In Numismatikerkreisen sind sie hoch begehrt. 200- und 500-Markscheine der DDR, die nie auf den Markt gekommen sind. So druckfrisch, wie sie die DDR-Staatsbank verlassen hatten, wurden sie kurz nach der deutsch-deutschen Währungsunion in einem Stollensystem unter den so genannten Thekenbergen bei Halberstadt vergraben. Zusammen mit allen anderen Geldscheinen der DDR.

„Eigentlich sollte das Geld dort verrotten“, sagt eine Sprecherin der Kreditanstalt für Wiederaufbau (KfW). Den Gefallen tat das DDR-Papiergeld den Bankern indes nicht, die 370 Tonnen Banknoten zeigten sich sehr viel stabiler als die West-Währung. Am gestrigen Mittwoch traten die Scheine ihre letzte Reise an. Im Braunkohlekraftwerk im niedersächsischen Buschhaus sollen sich die Scheinchen jetzt endgültig in heiße Luft auflösen. Sie werden jetzt dort verbrannt.

Schon während der Transporte der wertlos gewordenen Geldscheine zu den Thekenbergen kam ein Teil der Banknoten auf unerklärliche Weise abhanden.

Druckfrische Scheine, insbesondere die im Nennwert von 200 und 500 DDR-Mark, erfreuten sich auf dem Sammlermarkt wachsender Nachfrage. Mit ihrem Wert können neue Währungen wie der Euro nicht konkurrieren.

Eine rege Nachfrage macht findige Sammler so zu Abenteurern auf der Jagd nach dem schnellen Euro mit der alten Mark.

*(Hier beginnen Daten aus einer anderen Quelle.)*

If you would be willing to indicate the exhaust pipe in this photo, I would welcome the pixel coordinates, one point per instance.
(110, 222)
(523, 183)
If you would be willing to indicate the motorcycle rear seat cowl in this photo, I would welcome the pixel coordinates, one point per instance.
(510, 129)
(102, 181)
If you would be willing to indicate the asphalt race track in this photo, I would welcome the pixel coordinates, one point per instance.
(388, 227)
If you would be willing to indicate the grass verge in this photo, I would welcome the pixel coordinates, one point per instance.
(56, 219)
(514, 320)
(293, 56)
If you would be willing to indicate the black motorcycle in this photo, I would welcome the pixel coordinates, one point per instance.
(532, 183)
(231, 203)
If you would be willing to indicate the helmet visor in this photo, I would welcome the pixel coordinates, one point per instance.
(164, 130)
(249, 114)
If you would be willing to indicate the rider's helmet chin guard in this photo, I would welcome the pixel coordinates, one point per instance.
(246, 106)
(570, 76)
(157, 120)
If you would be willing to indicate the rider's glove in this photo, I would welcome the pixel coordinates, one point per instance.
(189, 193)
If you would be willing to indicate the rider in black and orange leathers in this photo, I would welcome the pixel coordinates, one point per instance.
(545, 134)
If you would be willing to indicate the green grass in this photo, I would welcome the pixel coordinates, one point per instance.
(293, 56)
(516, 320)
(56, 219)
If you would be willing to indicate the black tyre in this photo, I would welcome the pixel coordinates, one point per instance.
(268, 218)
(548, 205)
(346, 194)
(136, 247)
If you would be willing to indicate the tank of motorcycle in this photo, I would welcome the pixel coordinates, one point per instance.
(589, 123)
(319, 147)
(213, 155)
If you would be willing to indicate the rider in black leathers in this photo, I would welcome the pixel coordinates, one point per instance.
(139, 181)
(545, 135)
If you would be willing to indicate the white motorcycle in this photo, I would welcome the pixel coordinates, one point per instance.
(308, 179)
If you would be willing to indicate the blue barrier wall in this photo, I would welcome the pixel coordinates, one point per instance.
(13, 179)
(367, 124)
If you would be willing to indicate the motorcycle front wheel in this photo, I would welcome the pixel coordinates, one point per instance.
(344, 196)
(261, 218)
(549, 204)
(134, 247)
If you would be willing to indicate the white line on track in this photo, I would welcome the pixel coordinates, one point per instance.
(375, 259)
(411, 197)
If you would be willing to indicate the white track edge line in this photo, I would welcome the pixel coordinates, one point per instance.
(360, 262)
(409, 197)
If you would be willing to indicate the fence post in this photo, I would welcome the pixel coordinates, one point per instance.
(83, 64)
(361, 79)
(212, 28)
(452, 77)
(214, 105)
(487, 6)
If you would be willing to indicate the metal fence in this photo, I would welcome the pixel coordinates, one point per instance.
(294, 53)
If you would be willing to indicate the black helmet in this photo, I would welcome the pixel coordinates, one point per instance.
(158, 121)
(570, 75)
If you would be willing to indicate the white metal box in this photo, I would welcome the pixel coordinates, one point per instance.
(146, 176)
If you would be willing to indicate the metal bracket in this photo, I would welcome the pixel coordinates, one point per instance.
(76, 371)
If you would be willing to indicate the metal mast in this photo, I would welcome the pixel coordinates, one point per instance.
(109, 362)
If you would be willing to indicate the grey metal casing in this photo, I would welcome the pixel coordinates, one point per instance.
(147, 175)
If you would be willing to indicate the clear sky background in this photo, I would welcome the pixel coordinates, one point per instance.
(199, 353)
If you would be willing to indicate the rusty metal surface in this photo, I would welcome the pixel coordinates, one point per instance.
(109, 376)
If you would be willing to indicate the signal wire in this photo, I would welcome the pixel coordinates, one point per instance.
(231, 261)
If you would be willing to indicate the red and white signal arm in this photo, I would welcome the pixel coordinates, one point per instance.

Erst kürzlich wurden zwei junge Männer vom Amtsgericht Halberstadt zu Bewährungsstrafen verurteilt, nachdem sie einen Zugang zu dem DDR-Geld gefunden und den höchst illegalen Kontakt zwischen Händlern, Sammlern und den Geldscheinen hergestellt hatten.

„Warum das Geld nicht verrottet ist, kann uns bis heute kein Mensch erklären“, heißt es bei der KfW. Es war wohl für die Ewigkeit gedacht. Wie die DDR.

Bei der Verbrennung erweisen die einstigen Banknoten der DDR der Gesellschaft noch einen letzten Dienst: Das Kraftwerk nutzt die Wärme zur Gewinnung von elektrischer Energie.